Thursday, August 01, 2013

Ibra Faal


"Ibra Faal inaugurated a new ethic of behavior between master and disciple in the school of Mbakke Kajoor [Senegal]. This ethic required excessive veneration of the persona of Amadu Bamba. Faal knelt and removed his headwear when talking to [the Sheikh], bowed his head when greeting him, abstained from eating out of the same bowl as Bamba, and refused to allow anybody to lead his sheikh in prayer. He devoted his life at [Bamba's] school to work instead of instruction and worship. He collected firewood and timber for construction during the day and fetched water for Amadu Bamba's wives during the night. He neglected praying and fasting and gradually abandoned these canonical acts of worship.
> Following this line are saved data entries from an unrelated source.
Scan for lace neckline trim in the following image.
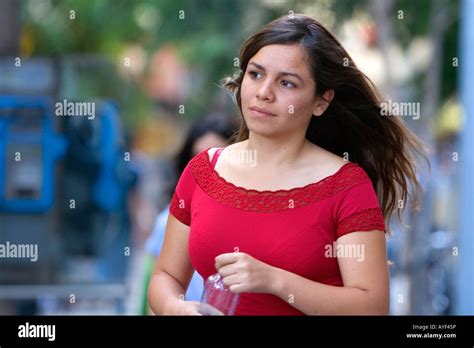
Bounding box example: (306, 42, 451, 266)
(204, 148, 355, 194)
(188, 148, 371, 212)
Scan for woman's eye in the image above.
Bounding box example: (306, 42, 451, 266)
(248, 70, 262, 79)
(281, 80, 296, 88)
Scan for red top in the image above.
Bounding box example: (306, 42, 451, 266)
(169, 147, 386, 315)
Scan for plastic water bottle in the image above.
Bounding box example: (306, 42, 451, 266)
(198, 273, 239, 315)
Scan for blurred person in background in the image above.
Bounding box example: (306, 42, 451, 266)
(141, 113, 236, 313)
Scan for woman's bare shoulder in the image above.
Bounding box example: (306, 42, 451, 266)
(306, 143, 348, 173)
(207, 141, 245, 162)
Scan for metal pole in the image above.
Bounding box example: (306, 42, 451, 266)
(455, 0, 474, 315)
(0, 0, 21, 56)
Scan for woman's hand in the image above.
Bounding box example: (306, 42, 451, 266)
(174, 300, 203, 315)
(215, 252, 279, 294)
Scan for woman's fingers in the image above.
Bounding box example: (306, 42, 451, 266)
(215, 253, 241, 269)
(217, 264, 239, 277)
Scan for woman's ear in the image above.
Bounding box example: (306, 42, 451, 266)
(312, 89, 335, 116)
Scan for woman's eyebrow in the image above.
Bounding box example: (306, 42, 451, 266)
(249, 61, 304, 84)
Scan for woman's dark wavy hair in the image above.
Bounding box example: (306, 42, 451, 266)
(223, 14, 429, 226)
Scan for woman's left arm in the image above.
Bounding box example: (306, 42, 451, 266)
(272, 230, 390, 315)
(215, 230, 390, 315)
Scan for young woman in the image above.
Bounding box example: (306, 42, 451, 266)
(148, 14, 427, 315)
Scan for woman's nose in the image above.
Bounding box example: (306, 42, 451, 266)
(256, 81, 274, 102)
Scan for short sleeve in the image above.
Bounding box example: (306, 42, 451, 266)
(334, 179, 386, 239)
(169, 162, 197, 226)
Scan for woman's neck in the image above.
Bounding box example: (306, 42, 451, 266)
(244, 132, 310, 169)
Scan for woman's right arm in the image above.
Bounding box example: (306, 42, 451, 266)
(147, 213, 201, 315)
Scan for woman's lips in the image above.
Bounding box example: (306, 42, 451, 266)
(249, 107, 276, 117)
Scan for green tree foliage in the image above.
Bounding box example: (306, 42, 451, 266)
(21, 0, 458, 127)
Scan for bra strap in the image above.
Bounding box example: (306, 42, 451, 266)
(210, 148, 224, 169)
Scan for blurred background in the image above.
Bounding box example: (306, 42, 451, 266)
(0, 0, 472, 315)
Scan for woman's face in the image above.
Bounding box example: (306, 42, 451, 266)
(240, 44, 323, 139)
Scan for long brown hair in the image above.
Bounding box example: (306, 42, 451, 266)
(223, 14, 429, 225)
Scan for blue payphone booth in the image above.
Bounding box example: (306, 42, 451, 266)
(91, 101, 127, 212)
(0, 57, 136, 313)
(0, 96, 67, 213)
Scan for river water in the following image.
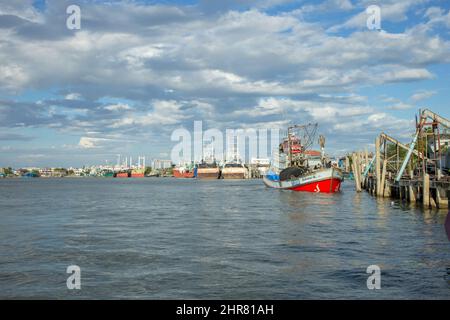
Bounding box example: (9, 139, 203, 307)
(0, 178, 449, 299)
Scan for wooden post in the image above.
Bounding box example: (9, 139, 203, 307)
(365, 148, 369, 167)
(430, 196, 437, 208)
(357, 152, 363, 189)
(409, 170, 416, 203)
(380, 159, 387, 197)
(352, 153, 361, 192)
(423, 173, 430, 208)
(384, 180, 391, 197)
(436, 188, 448, 208)
(375, 137, 381, 196)
(355, 153, 362, 192)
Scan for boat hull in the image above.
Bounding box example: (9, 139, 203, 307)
(131, 173, 145, 178)
(173, 168, 196, 178)
(116, 172, 130, 178)
(221, 169, 246, 179)
(263, 168, 343, 193)
(197, 168, 220, 179)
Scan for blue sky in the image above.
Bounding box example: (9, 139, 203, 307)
(0, 0, 449, 167)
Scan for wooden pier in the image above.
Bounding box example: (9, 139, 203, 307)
(351, 109, 449, 209)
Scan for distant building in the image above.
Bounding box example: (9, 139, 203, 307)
(39, 168, 52, 177)
(250, 158, 270, 166)
(38, 168, 67, 177)
(152, 159, 172, 170)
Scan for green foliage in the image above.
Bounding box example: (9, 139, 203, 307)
(2, 167, 13, 175)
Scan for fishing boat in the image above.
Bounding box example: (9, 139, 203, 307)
(195, 140, 221, 179)
(221, 162, 246, 179)
(196, 161, 220, 179)
(115, 171, 130, 178)
(173, 163, 197, 178)
(221, 137, 247, 179)
(101, 170, 115, 177)
(263, 124, 343, 193)
(221, 160, 247, 179)
(130, 168, 145, 178)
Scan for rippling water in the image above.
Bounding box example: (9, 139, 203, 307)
(0, 178, 449, 299)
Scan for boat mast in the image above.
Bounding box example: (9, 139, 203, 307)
(288, 126, 292, 166)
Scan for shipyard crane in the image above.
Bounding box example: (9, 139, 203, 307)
(395, 109, 449, 182)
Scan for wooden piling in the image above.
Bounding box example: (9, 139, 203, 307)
(365, 148, 369, 167)
(357, 152, 363, 189)
(409, 170, 416, 203)
(384, 179, 391, 197)
(352, 153, 361, 192)
(375, 137, 381, 196)
(430, 196, 437, 209)
(380, 159, 387, 197)
(436, 188, 448, 209)
(423, 173, 430, 208)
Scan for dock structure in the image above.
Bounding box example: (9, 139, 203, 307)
(352, 109, 449, 209)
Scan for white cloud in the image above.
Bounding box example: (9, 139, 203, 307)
(410, 90, 436, 102)
(103, 103, 132, 111)
(0, 64, 29, 91)
(65, 93, 82, 100)
(424, 6, 450, 28)
(0, 0, 43, 23)
(110, 100, 190, 128)
(78, 137, 111, 149)
(387, 102, 413, 110)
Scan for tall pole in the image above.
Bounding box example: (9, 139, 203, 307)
(395, 118, 423, 182)
(288, 126, 292, 166)
(375, 136, 381, 196)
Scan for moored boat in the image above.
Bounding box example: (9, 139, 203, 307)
(221, 161, 247, 179)
(196, 161, 220, 179)
(130, 168, 145, 178)
(101, 170, 114, 177)
(173, 164, 197, 178)
(264, 123, 343, 193)
(116, 171, 130, 178)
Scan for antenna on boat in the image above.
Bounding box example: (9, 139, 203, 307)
(286, 123, 318, 167)
(319, 134, 326, 162)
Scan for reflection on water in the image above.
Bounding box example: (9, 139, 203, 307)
(0, 178, 449, 299)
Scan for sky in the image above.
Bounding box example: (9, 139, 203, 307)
(0, 0, 449, 167)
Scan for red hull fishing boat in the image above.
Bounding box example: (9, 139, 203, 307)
(173, 166, 197, 178)
(116, 172, 130, 178)
(263, 123, 343, 193)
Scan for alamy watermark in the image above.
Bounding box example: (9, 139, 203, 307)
(170, 121, 281, 165)
(366, 265, 381, 290)
(366, 5, 381, 30)
(66, 265, 81, 290)
(66, 5, 81, 30)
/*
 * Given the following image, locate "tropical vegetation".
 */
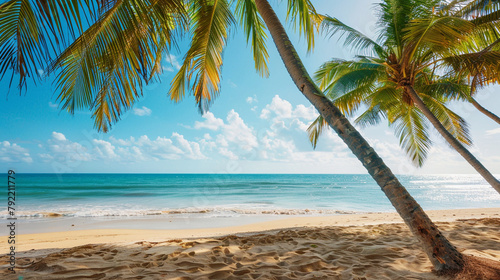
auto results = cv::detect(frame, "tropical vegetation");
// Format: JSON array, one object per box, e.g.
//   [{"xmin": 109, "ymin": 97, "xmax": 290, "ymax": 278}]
[
  {"xmin": 308, "ymin": 0, "xmax": 500, "ymax": 194},
  {"xmin": 3, "ymin": 0, "xmax": 499, "ymax": 274}
]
Faal's behavior toward his sheikh was not uncommon among Sufi[s], especially at what Trimingham terms the taifa stage. His demeanor was consistent with that of a mazjub--an ascetic who is so consumed by his love of God that he has lost all sense of reality, blurring the boundaries between the lawful and unlawful and putting spiritual exercises and disciplining the body over formal worship. Majzub behavior was seemingly unknown in Wolof country. Amadu Bamba, who was well versed in Muslim mysticism, was in a position to understand and tolerate his disciple's odd outlook, but this was not true for his entourage. Ibra Faal's attitude shocked the students in the school but impressed Amadu Bamba, who refused to get rid of him despite growing protestations from his followers. Faal's neglect of the fundamental Islamic rituals outraged many who considered him to be a madman. Amadu Bamba's refusal to dismiss his atypical disciple prompted many families of doomi sokhna to withdraw or put pressure on their sons to abandon the school of Mbakke Kajoor." --Cheikh Anta Babou, Fighting the Greater Jihad: Amadu Bamba and the Founding of the Muridiyya of Senegal, 1853-1913, Athens, OH: Ohio University Press (2007), 65.